«Вы вольноопределяющийся?» — «Доброволец». — «Чем прежде занимались?» — «Был писателем». — «Настоящим?» — «Об этом я не могу судить. Все-таки печатался в газетах и журналах, издавал книги». — «Теперь пишете какие-нибудь записки?» — «Пишу». Его брови раздвинулись, голос сделался мягким и почти просительным: «Так уж, пожалуйста, напишите обо мне, как я здесь живу, как вы со мной познакомились». Я искренно обещал ему это. «Да нет, вы забудете. Юзя, Зося, карандаш и бумагу!» И он записал мне название уезда и деревни, свое имя и фамилию.

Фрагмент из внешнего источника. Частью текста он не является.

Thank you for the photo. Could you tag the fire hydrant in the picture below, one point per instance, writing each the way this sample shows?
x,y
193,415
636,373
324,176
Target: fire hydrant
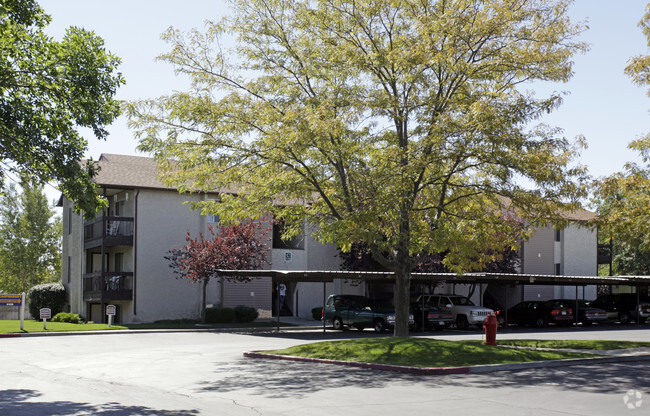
x,y
490,327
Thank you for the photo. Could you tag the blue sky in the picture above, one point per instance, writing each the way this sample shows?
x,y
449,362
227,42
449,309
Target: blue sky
x,y
603,104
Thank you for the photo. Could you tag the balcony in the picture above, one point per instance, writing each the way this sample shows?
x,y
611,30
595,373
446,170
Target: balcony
x,y
111,231
109,286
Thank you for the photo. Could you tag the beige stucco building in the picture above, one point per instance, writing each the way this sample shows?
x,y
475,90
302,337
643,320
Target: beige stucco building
x,y
145,220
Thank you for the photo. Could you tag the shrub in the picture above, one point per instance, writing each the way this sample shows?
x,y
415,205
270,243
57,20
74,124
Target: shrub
x,y
245,314
72,318
219,315
48,295
317,313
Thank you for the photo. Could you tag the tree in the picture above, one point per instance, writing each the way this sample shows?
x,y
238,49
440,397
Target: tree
x,y
30,238
398,123
232,247
47,90
623,199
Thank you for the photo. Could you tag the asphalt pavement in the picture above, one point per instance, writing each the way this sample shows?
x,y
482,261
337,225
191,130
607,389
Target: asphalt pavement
x,y
205,373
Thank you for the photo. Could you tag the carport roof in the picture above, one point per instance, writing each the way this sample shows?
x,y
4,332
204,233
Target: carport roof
x,y
502,278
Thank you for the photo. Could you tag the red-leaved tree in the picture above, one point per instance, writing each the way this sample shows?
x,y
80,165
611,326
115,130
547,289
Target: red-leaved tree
x,y
232,247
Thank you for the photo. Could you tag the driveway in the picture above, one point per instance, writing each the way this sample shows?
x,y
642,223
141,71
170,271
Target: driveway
x,y
178,374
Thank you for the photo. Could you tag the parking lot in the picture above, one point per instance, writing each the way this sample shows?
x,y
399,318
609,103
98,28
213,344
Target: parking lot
x,y
201,373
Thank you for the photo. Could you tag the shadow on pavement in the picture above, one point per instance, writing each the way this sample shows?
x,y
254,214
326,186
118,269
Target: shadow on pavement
x,y
284,379
21,402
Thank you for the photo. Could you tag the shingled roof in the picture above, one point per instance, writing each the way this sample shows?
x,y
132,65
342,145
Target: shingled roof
x,y
121,171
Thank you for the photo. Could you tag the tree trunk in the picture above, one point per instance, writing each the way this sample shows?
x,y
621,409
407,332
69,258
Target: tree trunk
x,y
402,299
204,300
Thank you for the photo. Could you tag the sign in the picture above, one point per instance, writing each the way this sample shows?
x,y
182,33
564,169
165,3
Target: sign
x,y
11,300
46,313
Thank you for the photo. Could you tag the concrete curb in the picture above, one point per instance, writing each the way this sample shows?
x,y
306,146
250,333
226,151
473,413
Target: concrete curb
x,y
159,331
488,368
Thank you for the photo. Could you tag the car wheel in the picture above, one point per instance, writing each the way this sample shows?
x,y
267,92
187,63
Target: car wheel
x,y
380,326
337,323
461,322
624,317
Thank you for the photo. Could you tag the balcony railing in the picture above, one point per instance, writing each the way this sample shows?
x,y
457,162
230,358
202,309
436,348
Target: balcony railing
x,y
113,231
108,286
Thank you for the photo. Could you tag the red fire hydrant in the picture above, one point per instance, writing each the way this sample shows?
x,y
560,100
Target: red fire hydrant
x,y
490,327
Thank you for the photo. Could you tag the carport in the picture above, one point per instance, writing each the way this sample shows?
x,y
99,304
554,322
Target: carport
x,y
505,279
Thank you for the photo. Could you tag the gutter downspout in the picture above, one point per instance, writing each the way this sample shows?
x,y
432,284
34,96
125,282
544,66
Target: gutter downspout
x,y
135,252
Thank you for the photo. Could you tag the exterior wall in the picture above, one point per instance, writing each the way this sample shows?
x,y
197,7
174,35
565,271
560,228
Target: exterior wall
x,y
161,224
304,296
72,248
579,250
579,258
539,252
539,258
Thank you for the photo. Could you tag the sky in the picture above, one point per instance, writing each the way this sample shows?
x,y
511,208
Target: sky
x,y
602,103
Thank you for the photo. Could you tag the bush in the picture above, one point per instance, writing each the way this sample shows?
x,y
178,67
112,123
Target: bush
x,y
317,313
48,295
245,314
219,315
72,318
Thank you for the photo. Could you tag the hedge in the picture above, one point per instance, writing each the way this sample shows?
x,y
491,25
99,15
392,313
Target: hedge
x,y
48,295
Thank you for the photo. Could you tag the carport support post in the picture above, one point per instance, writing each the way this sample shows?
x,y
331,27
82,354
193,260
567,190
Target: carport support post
x,y
638,306
576,313
323,310
277,290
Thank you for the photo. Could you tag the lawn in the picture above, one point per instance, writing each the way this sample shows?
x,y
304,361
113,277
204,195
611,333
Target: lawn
x,y
575,344
421,352
13,326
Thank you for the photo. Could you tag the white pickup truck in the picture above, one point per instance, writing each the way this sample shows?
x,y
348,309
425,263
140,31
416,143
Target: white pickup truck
x,y
464,311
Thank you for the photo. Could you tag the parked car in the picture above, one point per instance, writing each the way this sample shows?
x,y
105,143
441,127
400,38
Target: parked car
x,y
540,313
463,310
433,318
360,312
624,307
586,314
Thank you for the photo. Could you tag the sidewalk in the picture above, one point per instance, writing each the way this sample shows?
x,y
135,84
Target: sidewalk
x,y
299,324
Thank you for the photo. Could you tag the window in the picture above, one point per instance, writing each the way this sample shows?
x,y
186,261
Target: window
x,y
213,218
296,243
119,208
118,261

Но разве что-нибудь держится за обшлагом рукава, куда кавалеристы обыкновенно прячут разные записки, деловые, любовные и просто так? Через три дня я уже потерял все, и эту в том числе.
Дивное зрелище — наступление нашей пехоты. Казалось, серое поле ожило, начало морщиться, выбрасывая из своих недр вооруженных людей на обреченную деревню. Куда ни обращался взгляд, он везде видел серые фигуры, бегущие, ползущие, лежащие. Сосчитать их было невозможно. Не верилось, что это были отдельные люди, скорее это был цельный организм, существо бесконечно сильнее и страшнее динотериумов и плезиозавров. И для этого существа возрождался величественный ужас космических переворотов и катастроф. Как гул землетрясений, грохотали орудийные залпы и несмолкаемый треск винтовок, как болиды, летали гранаты и рвалась шрапнель. Действительно, по слову поэта, нас призвали всеблагие, как собеседников на пир, и мы были зрителями их высоких зрелищ. И я, и изящный поручик с браслетом на руках, и вежливый унтер, и рябой запасной, бывший дворник, мы оказались свидетелями сцены, больше всего напоминавшей третичный период Земли. Я думал, что только в романах Уэллса бывают такие парадоксы.
Но мы не оказались на высоте положения и совсем не были похожи на олимпийцев. Когда бой разгорался, мы тревожились за фланг нашей пехоты, громко радовались ее ловким маневрам, в минуту затишья выпрашивали друг у друга папиросы, делились хлебом и салом, разыскивали сена для лошадей. Впрочем, может быть, такое поведение было единственным достойным при данных обстоятельствах.
Вот оно — то слияние воль, то «единодушие», к которому стремились унанимисты! Впрочем, в данном случае скорее приходит в голову другая аналогия. В тех местах, где Гумилев по-настоящему проникается воинственным духом, в тех случаях, когда над его страницами начинает витать дух Ницше, его стиль поразительно напоминает одну из самых знаменитых книг о Первой мировой войне. Имеется в виду книга «В стальных грозах» — фронтовые дневники Эрнста Юнгера.
Юнгер был моложе Гумилева на девять лет; в 1913 году, когда «синдик» Цеха поэтов в последний раз отправился в Абиссинию, 18-летний Юнгер сбежал из дома — тоже в Африку, в Алжир, где ему пришлось тянуть лямку в колониальных войсках будущих противников — французов. Звездный час его настал во время и после мировой войны, а жить ему пришлось долго — 103 года. За это время он успел побывать и чуть ли не самым знаменитым и успешным писателем Германии, и боевым офицером Второй мировой, с тайной обреченностью служащим презираемому им режиму, и заклейменным активистами денацификации, пораженным в правах «пособником диктатуры». Обо всем этом он тоже написал книги.